Krimson's In The Court and the first Renaissance albums were probably seen as the first clear-cut prog rock albums - in truth, we are vaguer about the Moodies' Days Of Future Passed (that inclusion is more hindsight beit from 2 or 3 years). So when Nice went occasionally jazz and Machine nearly completely jazz, the novelty, convenience and lack of competition in the prog genre, meant very few would get over-worried/over-heated, as to whether jazz rock should be included. Hence the inclusion of Mahavishnu Orchestra, RTF, (perhaps) Tasavallan Presidentti early on - but is Miles Davis or Tony Williams Lifetime prog rock.....................?. As mainstream prog blossomed - ditto jazz rock - more variants came into play. Jazz rock fusion will have propagated enough artists and albums, and develop enough musical differences to slowly become separated (to some)from prog. But by default, if MO, RTF etc. were prog and also jazz rock, then the later jazz rock bands are too- or are they? So it could be surmissed, if Steeley Dan had released several of their classic albums 5 years early, then their jazz rock would have also been absorbed into prog rock.

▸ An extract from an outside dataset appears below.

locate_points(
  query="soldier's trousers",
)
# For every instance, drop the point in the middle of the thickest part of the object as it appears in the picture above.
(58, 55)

But what for instance, of Bruford and Holdsworth's (even Bruford with Holdsworth's) jazz-based rock (or rock-based jazz) -? Bruford always claimed he brought jazz drumming sensiblities to Yes - as did Mitch Mitchell to Hendrix's blues rock. Bruford did play for Yes and Krimson (even Genesis). The sum of the parts of Bruford (the band), give some credence to being also prog. Bruford's Earthworks (essentially Bruford leading originally, a few former members of the great 80's jazz big band Loose Tubes) have some rock sensibilities - but Bruford post-Crimson, is he now almost a complete jazzman (and not prog at all)? Holdworth - too scary for both jazz and rock purists to claim for their own, and a number of his early bands being called prog - 'Igginbottom (????? but released on a prog label....), Tempest, Soft Machine (????), UK (the last original prog band??), Bruford(???), Lifetime (????). However, such a monster musician needs a home somewhere and jazz-based prog rock may have been convenient....
And brass rock (aka rock jazz) of BST, (early) Chicago, Heaven, Dreams, If, etc. : prog rock or not?
You know Peter, the more I think about, the more I realise the music was a lot simpler to classify in 1972.